When director David Gordon Green set out to make Nutcrackers, the family comedy starring Ben Stiller that opened the Toronto International Film Festival Thursday, he didn’t have to search to find his four key child actors. Central to the story, the kids play the unruly brothers who torment their Uncle Michael, Stiller’s real estate developer character, who is charged with figuring out their care after the death of their parents.
Instead, the film was entirely based around Green’s relationship with the four real-life siblings: Atlas, Arlo, Ulysses, and Homer Janson—ages 8 through 13 (Arlo and Atlas are twins). Their mother Karey Williams was a film school classmate of Green’s.

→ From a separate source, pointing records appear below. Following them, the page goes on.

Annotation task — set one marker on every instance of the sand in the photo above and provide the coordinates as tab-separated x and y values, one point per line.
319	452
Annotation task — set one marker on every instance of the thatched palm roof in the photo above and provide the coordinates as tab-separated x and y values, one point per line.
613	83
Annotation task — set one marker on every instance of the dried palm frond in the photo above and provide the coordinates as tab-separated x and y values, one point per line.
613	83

“After making a few movies as a collaborator of hers, she went back to the farm, fifth-generation farm in Ohio, and had four beautiful sons,” Green says in a phone interview the morning after the premiere. “As we kept up and they grew up I was always blown away by their charisma and charm, and every time I’d go over there and hang out I just felt there’s a movie here if we just bring a camera next time.”

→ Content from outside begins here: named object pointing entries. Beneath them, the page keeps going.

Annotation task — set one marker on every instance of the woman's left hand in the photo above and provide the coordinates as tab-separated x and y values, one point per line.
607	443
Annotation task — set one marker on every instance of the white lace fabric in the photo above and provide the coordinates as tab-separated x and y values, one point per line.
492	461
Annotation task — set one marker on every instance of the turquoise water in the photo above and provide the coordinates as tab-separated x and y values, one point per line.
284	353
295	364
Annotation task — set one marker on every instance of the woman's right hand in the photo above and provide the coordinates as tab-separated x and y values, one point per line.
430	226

Nutcrackers, which is seeking distribution out of the festival, marks Stiller’s first lead acting role in seven years—he’s been away directing television like the highly acclaimed Apple TV+ series Severance. However, it’s the Jansons who pilot the story and who inspired Green, who had recently been making studio horror like the Halloween revivals and directing shows like The Righteous Gemstones, to return to his roots in indie filmmaking. While the film hits familiar beats, it’s also the kind of throwback live-action family movie that feels like it’s from another era.
The boys play the Kicklighters, who have recently lost their mother and father. Their uncle arrives on their farm with the idea that he’ll just have to sign some papers before they are shipped off to a foster home. But Michael is quickly told that finding people to take them in will be harder than he expected—it’s nearing Christmas, after all. So now he’s the unwitting caretaker of these menaces, who loom over him wearing bunny masks, throw baseballs at his head, and keep their pigs and chickens in the house. The eldest, Justice, played by Homer, also really wants to jump his uncle’s yellow Porsche over a makeshift ramp.

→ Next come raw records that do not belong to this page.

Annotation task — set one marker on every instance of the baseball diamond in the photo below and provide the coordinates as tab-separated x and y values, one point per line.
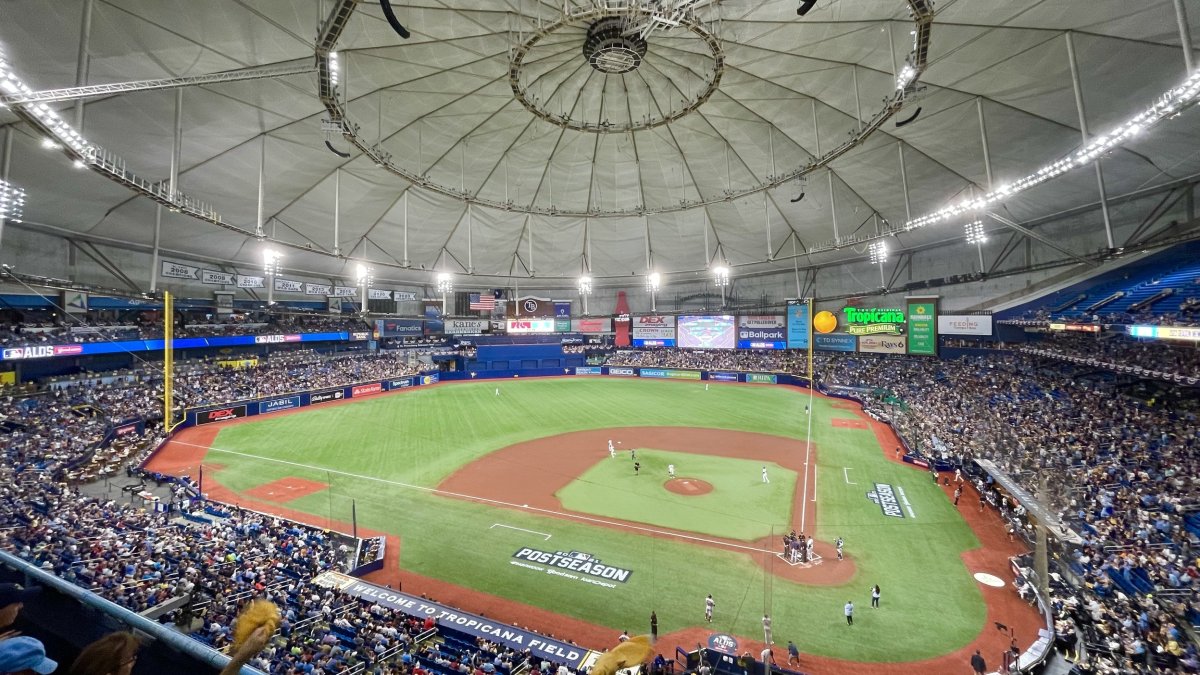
539	455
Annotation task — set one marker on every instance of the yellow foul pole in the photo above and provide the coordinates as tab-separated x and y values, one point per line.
168	359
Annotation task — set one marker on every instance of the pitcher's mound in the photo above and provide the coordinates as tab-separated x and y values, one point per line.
689	487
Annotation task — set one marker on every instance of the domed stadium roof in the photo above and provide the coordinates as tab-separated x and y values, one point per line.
551	139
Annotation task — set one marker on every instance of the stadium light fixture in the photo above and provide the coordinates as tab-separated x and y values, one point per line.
879	252
975	232
653	281
585	291
12	202
271	262
445	282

Ultimately, as one might expect from a heartwarming comedy of this ilk, Michael develops a sweet relationship with the boys who are also unexpectedly talented. Their on-screen mother was a ballet teacher and they are all wonderful dancers. The movie culminates in their version of The Nutcracker, this one with a samurai and a knock-off John Rambo.
When Williams told her sons that their family friend Green wanted to make a movie with them, they were “super excited,” Homer says.